Hello, my Seekers of Sanity,
The energy of summer is rising—fast, bright, and a little unruly.
It’s easy to mistake that energy for chaos.
To feel like you have to either tame it or get swept away by it.
But what if we embraced wildness—not as disorder, but as aliveness?
Wildness isn’t chaos. It’s vitality with intention.
It’s movement that still honors your center.
It’s change that doesn’t abandon your values.
This week, let’s explore how to be a little wild—without losing ourselves in the process.
Small ways to stay grounded, mindful, and present this week:
Why it matters:
When things feel chaotic—on your team, in your home, or even in your own head—your job isn’t to suppress the energy. It’s to redirect it.
What that looks like in real life:
Let’s say your team meeting gets derailed because everyone’s talking at once, full of ideas and frustrations.

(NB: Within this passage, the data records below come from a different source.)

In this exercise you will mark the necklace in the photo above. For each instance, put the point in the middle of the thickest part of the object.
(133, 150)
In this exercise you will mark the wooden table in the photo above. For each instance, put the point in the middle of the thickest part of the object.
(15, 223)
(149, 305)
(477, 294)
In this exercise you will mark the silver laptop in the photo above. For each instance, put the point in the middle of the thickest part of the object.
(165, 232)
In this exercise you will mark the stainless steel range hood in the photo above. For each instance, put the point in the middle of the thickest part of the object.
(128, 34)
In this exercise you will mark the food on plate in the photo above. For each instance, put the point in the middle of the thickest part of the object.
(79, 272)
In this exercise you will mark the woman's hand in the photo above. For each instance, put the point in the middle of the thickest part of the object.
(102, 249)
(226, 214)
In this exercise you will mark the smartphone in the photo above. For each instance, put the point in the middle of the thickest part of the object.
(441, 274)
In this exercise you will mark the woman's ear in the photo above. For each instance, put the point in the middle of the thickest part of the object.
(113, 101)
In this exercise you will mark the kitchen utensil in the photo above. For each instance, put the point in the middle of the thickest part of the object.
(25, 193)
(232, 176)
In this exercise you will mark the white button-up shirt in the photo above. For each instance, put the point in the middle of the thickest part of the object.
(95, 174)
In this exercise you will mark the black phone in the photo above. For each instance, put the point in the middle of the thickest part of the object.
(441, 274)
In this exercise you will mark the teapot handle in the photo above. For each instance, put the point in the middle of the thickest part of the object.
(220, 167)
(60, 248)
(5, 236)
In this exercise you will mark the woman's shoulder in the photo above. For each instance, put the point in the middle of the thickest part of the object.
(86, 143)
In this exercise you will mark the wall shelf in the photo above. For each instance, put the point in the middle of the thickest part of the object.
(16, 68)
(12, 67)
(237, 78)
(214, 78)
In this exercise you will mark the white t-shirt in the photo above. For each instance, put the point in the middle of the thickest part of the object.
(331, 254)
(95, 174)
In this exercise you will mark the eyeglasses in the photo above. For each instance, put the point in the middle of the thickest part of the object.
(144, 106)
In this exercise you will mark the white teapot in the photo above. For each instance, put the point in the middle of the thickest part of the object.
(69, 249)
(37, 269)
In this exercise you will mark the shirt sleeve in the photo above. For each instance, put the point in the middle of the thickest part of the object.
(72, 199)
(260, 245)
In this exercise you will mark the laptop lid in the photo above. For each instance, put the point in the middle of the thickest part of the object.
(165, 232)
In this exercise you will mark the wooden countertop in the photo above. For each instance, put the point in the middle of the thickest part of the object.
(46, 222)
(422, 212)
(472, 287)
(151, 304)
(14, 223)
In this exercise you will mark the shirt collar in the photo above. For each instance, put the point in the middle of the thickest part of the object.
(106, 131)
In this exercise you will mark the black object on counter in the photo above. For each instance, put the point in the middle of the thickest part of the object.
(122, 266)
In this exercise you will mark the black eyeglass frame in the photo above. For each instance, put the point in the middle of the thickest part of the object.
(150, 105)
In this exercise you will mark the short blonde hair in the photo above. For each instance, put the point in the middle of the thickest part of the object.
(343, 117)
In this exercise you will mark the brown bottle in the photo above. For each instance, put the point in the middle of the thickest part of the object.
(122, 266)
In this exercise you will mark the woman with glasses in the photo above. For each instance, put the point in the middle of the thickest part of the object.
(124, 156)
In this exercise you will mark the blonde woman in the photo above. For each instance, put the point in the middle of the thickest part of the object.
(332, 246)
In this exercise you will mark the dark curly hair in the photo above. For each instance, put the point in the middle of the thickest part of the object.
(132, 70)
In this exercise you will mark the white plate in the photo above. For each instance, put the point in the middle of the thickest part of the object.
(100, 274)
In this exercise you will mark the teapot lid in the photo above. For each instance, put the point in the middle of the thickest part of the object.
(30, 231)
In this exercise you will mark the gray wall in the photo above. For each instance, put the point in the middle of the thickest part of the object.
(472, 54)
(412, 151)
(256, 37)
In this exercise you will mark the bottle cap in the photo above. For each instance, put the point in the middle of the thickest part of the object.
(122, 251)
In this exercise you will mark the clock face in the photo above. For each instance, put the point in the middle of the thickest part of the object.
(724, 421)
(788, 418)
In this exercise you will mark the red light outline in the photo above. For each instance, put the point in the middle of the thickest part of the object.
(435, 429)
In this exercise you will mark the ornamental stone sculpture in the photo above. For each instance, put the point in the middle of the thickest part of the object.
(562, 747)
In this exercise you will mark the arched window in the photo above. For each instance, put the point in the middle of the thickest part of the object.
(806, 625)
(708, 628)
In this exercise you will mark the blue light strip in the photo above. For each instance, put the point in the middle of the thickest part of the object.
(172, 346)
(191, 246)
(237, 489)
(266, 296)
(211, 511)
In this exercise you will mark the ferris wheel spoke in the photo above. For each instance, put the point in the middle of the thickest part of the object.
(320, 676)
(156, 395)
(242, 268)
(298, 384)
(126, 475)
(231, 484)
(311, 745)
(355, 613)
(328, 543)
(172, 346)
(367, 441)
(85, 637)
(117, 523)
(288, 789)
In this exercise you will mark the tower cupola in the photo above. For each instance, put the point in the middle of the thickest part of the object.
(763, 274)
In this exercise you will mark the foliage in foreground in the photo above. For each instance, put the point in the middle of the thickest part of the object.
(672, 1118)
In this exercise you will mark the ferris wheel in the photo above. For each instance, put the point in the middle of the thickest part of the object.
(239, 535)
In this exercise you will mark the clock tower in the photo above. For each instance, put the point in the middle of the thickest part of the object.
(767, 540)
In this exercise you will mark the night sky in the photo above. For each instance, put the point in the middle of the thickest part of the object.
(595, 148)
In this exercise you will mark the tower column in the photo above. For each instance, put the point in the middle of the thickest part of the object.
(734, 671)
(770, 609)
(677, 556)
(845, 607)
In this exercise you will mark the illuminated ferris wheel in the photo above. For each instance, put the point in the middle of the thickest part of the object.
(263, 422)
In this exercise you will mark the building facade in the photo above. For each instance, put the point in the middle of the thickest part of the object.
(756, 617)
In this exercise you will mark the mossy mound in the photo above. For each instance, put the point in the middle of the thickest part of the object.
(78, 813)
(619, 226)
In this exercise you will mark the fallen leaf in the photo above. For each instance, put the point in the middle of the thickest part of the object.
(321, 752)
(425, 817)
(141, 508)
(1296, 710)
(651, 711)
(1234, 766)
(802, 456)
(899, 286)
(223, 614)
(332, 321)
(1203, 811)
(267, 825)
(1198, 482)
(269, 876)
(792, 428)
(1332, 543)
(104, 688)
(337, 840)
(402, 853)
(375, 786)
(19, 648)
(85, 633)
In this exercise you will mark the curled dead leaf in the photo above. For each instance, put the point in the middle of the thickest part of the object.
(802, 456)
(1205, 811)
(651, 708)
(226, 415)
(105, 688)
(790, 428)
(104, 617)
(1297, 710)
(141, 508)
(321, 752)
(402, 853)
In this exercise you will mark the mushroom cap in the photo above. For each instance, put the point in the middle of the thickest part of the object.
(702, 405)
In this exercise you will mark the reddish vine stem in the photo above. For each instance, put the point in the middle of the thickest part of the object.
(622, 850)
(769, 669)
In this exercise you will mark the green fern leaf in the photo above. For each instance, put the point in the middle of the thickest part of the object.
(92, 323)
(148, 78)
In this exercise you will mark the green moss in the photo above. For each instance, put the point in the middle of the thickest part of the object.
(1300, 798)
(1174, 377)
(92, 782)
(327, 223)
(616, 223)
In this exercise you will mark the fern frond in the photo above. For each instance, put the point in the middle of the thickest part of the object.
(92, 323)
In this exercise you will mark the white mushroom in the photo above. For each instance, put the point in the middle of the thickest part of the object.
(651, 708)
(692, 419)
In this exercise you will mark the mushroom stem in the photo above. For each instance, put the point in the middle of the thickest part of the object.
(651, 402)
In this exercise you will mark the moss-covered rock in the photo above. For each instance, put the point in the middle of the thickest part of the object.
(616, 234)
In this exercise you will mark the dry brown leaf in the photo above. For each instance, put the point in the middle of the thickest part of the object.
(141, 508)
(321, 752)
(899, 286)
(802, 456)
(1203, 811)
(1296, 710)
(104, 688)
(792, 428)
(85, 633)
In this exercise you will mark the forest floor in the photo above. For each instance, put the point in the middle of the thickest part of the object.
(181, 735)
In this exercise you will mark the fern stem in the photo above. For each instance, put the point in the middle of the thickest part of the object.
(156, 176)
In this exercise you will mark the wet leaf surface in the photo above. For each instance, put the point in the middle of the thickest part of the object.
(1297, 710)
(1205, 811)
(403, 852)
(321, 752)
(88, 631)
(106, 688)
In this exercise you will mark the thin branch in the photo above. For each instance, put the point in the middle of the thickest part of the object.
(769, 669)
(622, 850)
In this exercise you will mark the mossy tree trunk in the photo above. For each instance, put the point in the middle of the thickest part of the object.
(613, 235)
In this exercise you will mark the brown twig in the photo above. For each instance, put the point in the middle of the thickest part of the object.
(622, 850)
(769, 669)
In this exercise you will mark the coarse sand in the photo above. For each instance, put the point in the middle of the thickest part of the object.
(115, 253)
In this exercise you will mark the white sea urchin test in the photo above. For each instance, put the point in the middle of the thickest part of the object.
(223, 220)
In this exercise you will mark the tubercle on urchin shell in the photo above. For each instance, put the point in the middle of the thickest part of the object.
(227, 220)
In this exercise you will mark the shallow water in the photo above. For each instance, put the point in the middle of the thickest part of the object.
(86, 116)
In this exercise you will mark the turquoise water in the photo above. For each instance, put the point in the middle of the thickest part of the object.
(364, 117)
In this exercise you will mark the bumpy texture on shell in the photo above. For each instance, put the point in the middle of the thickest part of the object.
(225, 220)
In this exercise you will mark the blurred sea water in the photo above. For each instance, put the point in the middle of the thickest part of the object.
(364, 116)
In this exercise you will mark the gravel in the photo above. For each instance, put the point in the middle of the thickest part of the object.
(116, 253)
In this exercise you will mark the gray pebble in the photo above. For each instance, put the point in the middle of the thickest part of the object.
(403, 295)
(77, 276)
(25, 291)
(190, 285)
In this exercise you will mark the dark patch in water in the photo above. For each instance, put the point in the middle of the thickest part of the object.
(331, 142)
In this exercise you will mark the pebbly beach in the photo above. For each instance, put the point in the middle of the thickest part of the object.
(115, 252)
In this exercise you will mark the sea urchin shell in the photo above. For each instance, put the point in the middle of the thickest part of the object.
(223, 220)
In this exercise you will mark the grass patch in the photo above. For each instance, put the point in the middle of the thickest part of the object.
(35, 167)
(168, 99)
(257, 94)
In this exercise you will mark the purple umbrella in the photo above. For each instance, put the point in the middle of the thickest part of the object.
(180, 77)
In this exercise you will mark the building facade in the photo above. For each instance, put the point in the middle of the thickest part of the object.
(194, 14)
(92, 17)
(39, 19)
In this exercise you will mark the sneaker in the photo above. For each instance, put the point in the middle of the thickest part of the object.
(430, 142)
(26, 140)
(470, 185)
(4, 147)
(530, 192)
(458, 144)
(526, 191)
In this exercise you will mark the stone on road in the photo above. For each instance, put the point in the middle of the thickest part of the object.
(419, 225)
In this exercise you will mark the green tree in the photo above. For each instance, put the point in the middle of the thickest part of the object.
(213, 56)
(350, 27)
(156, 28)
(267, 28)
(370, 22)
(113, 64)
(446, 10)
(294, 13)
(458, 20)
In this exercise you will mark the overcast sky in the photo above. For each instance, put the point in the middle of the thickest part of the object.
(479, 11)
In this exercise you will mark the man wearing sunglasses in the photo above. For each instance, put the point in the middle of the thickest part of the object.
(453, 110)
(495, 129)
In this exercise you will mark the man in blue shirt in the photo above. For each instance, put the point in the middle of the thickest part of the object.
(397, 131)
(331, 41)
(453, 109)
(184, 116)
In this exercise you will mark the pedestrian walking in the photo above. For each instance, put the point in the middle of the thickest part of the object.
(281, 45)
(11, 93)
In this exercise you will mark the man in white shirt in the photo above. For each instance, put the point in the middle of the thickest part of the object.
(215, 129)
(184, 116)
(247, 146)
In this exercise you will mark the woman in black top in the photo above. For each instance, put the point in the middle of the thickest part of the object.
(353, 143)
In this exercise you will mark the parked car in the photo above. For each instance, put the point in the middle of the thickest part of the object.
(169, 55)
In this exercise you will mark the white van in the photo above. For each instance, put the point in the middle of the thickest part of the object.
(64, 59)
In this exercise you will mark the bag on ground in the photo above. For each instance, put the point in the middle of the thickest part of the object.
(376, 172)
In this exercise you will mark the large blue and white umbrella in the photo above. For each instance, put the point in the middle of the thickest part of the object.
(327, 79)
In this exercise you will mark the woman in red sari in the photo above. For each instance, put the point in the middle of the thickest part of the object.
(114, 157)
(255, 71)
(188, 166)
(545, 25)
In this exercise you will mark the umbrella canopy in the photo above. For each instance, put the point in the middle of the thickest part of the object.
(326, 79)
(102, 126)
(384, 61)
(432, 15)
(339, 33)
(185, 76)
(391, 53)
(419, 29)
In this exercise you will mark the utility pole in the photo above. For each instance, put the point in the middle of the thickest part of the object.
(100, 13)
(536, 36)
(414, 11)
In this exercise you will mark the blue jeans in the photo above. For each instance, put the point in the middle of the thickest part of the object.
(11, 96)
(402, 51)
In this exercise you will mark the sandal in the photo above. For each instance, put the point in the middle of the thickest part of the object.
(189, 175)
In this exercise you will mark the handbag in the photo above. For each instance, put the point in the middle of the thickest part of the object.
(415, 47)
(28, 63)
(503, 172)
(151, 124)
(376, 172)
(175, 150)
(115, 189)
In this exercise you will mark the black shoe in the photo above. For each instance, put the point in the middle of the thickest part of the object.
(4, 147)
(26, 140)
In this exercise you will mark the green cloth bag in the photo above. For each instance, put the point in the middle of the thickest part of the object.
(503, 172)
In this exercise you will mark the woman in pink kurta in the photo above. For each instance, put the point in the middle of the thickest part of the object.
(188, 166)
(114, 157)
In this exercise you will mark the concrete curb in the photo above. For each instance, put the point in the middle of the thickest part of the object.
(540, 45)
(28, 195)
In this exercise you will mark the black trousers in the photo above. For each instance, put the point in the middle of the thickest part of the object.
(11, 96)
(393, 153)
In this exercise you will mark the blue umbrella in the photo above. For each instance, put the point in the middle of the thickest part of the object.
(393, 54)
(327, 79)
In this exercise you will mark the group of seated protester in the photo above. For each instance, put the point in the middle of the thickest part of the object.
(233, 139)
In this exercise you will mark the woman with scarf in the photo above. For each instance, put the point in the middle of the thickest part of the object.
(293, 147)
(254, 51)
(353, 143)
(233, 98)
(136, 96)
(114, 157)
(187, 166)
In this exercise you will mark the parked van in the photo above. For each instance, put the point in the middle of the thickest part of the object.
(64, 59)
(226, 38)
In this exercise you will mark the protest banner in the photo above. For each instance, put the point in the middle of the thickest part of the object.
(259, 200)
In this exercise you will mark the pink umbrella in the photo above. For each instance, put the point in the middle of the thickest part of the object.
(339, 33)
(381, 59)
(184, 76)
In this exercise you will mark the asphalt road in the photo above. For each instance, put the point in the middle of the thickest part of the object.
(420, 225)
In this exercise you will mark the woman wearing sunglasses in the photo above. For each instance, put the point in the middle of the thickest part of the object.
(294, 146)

Instead of shutting it down or pushing through the agenda:
✅ Acknowledge the energy:
“It sounds like there’s a lot here—we clearly care about this.”
✅ Name the shift:
“Let’s pause the agenda and take 5 minutes to get it all out. What’s on your mind?”
✅ Create a container:
Open a shared doc or whiteboard and let people rapid-fire what they’re thinking.
Then, pick one item to revisit next meeting.
The rest? Captured. Contained. Not dismissed.
✨ You don’t have to control every moment—but you can offer shape and direction.
Why it matters:
This joyful, expansive backbend is the embodiment of summer vitality—balanced by rootedness.
How to practice:
From Downward Dog, lift one leg and flip your dog—placing your lifted foot behind you.
Let your chest open toward the sky. Reach your top arm overhead.
Root through the grounded hand and foot.
Let it feel playful.
✨ Wild Thing teaches us to trust movement, joy, and freedom—without falling apart.
Why it matters:
Sometimes the simplest shift—like opening a literal window—can remind us we don’t need to control everything.
How to practice:
In a moment of overstimulation, open a window.
Feel the breeze. Hear the sounds. Smell the air.
Stay with the sensory input without judgment or interpretation.
✨ Let life come in. You don’t have to manage all of it.
Why it matters:
We often try to “think our way out” of restlessness. But wildness needs expression.
How to practice:
Put on one song that makes your body want to move.
Dance. Shake. Flow.
No plan, no performance. Just release.
✨ You don’t need a solution. Sometimes you just need a song.
A squirrel darting across the fence line—messy, fast, totally alive.
No plan. Just instinct. And somehow, it works.